Iron Mixed With Clay – The Brittle European Union

By Nathan Jones

The Prophet Daniel 2,500 years ago had a vision of the four major empires that would dominate over the Holy Land up until the time Jesus Christ returned. The final form of the fourth empire of Rome would still contain some power, but be brittle in its structure and cohesion.

"As the toes were partly iron and partly clay, so this kingdom will be partly strong and partly brittle. And just as you saw the iron mixed with baked clay, so the people will be a mixture and will not remain united, any more than iron mixes with clay." — Daniel 2:42-43 (NIV)

The current torchbearer of the Roman Empire is the 27-nation bloc rising superpower based at Rue de la Loi in Brussels, Belgium — the European Union (EU). It is currently being tested by the world financial crisis, and true to prophecy, it is failing.

A Tuesday, October 7, 2008, Newsmax.com article titled European Union Tested by World Economic Crisis reports on how brittle the EU has been performing under the crisis:

"[The EU] hasn't taken sweeping joint action to deal with the global financial meltdown. Instead, it's essentially left member countries to go it alone with a patchwork of measures aimed at keeping banks afloat. Frustrated investors want to know why, and some have begun to question whether the EU — at its core, an economic union — will survive. Although the EU pledged to act as one to calm roiled markets, it hasn't done much beyond a move Tuesday to boost guarantees on savings accounts."

"By relinquishing key decisions to its members just as they're turning to EU headquarters for guidance at a time of crisis, the bloc could see decades of attempts to forge unity simply disintegrate."

"EU members have clashed repeatedly on deploying troops to Afghanistan or even whether to send 24 of their estimated 12,000 military helicopters to Darfur. They've bogged down completely on more thorny issues, such as how to respond to terrorism or recognize an independent Kosovo."

"EU leaders have forfeited 'a chance for Europe to find new leadership and credibility on the world stage,' Italy's II Sole 24 Ore financial daily said Tuesday. Instead, it warned, the leadership vacuum thrusts the entire bloc into 'a suicidal position."

"If the EU can't forge a common response to a collapse that transcends borders, involves multinational lenders and has pushed the euro currency down to its lowest level in a year, some wonder: What's the point of having an EU?"

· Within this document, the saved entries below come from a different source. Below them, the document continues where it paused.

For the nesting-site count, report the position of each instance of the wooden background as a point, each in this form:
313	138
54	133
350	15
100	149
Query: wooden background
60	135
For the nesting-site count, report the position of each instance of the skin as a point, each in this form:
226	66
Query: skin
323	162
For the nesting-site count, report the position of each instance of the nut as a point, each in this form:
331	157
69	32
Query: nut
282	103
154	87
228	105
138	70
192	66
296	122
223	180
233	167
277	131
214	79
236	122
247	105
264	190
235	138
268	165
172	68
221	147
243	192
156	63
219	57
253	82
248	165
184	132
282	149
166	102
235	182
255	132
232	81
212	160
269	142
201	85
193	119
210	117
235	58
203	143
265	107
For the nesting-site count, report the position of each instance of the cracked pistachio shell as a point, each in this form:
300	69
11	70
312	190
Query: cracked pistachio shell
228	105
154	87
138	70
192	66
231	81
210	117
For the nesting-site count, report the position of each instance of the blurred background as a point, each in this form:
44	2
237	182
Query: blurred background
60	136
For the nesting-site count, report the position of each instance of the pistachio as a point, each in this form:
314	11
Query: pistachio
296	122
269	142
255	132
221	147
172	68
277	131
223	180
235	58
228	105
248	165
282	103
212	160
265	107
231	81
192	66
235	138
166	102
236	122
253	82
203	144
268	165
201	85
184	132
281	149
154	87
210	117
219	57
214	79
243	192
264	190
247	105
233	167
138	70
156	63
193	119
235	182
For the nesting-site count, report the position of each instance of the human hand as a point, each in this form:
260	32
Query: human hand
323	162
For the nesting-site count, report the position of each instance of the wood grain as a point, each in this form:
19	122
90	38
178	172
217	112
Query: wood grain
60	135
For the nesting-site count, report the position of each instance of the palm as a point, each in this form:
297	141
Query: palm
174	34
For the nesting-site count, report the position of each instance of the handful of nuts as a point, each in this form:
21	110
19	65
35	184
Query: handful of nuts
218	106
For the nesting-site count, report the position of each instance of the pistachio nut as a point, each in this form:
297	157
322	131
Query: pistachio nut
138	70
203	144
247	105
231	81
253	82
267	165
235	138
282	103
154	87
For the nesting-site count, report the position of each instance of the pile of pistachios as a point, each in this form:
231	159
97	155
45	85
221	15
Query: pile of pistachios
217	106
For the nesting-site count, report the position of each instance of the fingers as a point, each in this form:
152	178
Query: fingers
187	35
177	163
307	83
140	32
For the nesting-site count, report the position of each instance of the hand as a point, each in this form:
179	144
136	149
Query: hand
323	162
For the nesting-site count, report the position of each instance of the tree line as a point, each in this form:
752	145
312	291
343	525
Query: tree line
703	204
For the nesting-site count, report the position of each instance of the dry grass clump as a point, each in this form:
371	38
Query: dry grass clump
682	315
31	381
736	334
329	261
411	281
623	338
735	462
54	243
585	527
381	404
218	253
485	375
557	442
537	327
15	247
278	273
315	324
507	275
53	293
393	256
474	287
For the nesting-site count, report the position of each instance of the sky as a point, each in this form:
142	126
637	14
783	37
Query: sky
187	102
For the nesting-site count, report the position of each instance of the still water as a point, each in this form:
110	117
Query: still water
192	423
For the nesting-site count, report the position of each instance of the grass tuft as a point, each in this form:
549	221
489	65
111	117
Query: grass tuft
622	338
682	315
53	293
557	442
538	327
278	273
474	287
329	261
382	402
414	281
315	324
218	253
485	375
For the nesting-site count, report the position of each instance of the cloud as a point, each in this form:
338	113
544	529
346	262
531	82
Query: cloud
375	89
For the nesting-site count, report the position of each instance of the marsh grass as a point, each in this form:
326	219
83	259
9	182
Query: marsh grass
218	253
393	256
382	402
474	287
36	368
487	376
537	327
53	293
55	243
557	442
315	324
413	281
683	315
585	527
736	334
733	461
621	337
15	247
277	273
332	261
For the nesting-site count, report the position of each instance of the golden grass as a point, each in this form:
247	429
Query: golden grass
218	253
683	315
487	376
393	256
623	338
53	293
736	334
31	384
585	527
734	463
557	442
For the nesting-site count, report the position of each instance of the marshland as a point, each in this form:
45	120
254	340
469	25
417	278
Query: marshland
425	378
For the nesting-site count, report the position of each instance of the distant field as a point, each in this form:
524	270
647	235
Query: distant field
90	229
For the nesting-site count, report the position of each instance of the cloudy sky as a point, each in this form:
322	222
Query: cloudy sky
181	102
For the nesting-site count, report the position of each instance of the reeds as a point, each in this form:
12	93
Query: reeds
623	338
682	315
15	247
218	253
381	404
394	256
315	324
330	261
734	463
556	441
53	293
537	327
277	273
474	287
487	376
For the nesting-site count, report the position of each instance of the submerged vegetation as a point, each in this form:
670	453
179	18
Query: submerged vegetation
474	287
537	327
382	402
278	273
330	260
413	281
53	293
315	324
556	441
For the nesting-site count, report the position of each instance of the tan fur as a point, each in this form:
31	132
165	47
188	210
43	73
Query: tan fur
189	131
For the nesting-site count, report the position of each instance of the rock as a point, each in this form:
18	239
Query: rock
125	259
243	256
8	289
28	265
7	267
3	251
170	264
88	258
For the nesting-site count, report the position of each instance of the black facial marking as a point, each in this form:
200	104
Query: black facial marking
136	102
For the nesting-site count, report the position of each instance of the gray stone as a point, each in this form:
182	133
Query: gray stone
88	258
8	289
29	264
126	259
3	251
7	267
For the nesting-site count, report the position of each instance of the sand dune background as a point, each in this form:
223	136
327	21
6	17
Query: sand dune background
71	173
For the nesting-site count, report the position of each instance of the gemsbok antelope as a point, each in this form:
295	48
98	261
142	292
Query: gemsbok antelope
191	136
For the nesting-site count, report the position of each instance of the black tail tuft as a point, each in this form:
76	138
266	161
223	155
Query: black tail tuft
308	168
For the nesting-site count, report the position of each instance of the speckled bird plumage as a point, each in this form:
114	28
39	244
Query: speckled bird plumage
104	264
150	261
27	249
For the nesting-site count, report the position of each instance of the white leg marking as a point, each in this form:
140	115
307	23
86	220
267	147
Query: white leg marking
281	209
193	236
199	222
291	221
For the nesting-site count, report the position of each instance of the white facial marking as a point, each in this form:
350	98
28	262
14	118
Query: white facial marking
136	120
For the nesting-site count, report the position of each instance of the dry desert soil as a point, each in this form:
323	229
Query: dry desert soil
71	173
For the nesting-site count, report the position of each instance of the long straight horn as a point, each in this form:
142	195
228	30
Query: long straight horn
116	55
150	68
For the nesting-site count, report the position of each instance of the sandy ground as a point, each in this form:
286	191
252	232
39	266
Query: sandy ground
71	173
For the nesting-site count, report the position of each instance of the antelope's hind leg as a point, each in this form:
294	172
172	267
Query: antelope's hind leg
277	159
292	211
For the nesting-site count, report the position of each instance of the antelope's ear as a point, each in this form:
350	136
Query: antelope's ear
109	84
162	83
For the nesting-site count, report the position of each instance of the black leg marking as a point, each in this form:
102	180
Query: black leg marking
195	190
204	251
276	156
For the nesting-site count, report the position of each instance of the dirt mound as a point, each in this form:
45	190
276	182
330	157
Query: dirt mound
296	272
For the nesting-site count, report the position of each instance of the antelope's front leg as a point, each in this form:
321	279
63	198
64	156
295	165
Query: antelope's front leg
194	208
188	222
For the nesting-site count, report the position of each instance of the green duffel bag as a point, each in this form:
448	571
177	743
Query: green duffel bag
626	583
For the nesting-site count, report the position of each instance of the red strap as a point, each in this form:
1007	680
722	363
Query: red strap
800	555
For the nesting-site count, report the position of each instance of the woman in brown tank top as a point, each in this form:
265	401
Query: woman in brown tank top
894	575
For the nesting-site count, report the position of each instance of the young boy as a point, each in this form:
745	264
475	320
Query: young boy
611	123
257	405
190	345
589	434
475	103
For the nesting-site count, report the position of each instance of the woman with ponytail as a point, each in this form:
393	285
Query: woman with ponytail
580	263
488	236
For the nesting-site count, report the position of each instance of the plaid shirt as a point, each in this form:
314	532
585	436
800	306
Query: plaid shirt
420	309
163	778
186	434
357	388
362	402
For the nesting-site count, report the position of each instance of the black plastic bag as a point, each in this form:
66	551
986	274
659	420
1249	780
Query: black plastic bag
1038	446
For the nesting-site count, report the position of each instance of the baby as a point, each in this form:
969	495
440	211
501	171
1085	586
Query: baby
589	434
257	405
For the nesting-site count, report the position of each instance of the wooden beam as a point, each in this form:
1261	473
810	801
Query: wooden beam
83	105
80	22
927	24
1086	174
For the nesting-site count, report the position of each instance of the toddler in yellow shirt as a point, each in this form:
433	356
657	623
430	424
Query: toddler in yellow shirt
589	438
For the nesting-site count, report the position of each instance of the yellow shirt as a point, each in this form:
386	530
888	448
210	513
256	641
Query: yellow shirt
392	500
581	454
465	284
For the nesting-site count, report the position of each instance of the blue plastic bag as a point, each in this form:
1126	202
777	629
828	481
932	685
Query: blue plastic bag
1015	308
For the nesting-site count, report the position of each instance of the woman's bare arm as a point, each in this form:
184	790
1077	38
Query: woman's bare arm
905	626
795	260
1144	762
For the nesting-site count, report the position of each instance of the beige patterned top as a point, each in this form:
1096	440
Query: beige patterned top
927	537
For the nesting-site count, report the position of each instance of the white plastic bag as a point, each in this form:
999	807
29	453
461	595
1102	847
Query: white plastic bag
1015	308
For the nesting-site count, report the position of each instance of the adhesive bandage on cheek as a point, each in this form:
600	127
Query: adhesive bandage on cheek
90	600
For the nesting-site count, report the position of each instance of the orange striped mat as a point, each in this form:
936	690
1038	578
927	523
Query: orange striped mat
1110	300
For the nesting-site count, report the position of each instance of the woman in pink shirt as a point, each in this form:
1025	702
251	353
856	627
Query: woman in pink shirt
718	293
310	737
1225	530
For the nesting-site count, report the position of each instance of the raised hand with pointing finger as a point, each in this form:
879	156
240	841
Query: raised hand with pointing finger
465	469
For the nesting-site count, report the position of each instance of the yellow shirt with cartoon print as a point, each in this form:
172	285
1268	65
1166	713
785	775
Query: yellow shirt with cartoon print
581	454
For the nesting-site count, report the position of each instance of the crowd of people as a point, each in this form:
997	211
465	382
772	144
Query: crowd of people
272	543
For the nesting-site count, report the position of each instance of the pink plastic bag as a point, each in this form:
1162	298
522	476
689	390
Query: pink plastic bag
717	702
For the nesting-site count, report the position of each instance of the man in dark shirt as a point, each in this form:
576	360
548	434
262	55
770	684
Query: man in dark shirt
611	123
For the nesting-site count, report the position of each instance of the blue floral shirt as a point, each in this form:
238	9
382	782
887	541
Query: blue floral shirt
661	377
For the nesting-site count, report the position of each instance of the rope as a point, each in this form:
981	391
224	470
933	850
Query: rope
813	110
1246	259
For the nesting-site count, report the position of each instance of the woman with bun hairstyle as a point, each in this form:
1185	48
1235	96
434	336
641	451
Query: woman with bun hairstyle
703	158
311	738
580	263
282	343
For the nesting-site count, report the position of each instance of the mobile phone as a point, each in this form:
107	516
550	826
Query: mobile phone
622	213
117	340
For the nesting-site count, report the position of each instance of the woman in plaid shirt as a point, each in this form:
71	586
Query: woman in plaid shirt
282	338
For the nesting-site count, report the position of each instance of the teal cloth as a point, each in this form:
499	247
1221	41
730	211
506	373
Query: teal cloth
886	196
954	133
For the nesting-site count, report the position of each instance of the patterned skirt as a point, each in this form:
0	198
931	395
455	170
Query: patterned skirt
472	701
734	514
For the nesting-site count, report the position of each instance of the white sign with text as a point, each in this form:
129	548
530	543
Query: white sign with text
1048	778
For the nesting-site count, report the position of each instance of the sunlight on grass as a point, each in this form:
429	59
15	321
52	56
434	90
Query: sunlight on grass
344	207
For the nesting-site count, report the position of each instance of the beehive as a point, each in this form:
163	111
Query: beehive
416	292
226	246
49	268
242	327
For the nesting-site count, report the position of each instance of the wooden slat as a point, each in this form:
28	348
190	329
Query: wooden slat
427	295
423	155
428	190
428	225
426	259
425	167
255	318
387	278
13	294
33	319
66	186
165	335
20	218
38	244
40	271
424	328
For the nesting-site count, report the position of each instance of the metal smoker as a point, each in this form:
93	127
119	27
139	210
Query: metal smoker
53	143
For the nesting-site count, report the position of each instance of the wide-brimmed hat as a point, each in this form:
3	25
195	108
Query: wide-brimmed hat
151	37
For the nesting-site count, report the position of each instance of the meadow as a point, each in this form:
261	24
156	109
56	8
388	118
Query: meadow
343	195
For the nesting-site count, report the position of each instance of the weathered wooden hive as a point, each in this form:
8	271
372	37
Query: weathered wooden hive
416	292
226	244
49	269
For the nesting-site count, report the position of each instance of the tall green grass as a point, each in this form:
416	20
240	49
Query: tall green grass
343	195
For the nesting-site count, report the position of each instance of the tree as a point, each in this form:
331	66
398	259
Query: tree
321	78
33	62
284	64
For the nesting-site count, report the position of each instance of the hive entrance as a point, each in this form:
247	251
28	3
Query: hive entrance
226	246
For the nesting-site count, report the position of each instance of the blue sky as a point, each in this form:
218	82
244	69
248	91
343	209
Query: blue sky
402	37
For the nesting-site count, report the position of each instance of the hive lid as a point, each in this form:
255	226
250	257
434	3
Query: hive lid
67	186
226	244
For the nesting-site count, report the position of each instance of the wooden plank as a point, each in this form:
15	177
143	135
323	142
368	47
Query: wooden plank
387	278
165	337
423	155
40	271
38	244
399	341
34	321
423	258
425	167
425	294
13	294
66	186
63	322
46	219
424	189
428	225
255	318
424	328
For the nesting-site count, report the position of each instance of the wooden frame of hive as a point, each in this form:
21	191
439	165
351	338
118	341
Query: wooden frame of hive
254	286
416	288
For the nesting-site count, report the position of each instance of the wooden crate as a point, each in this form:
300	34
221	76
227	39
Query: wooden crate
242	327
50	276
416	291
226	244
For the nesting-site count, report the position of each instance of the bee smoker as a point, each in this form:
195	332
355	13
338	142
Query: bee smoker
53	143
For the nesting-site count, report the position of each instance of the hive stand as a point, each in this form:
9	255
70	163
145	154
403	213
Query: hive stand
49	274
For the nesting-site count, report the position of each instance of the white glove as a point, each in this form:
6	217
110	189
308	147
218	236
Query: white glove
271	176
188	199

The European Union's united military strength and formidable Euro currency makes the EU quite powerful. But, the lack of central leadership makes the EU unable to act in a crisis, and therefore brittle.

For the European Union to become a force to react to crisis, they will have to give emergency powers to a common leader who can effect change with power over its current 27 nations. The EU will indeed get that person at some point in the form of the man the Bible calls the Antichrist. Once he has stabilized the European Union, he can then assimilate the missing part of the old Roman Empire — the Middle East.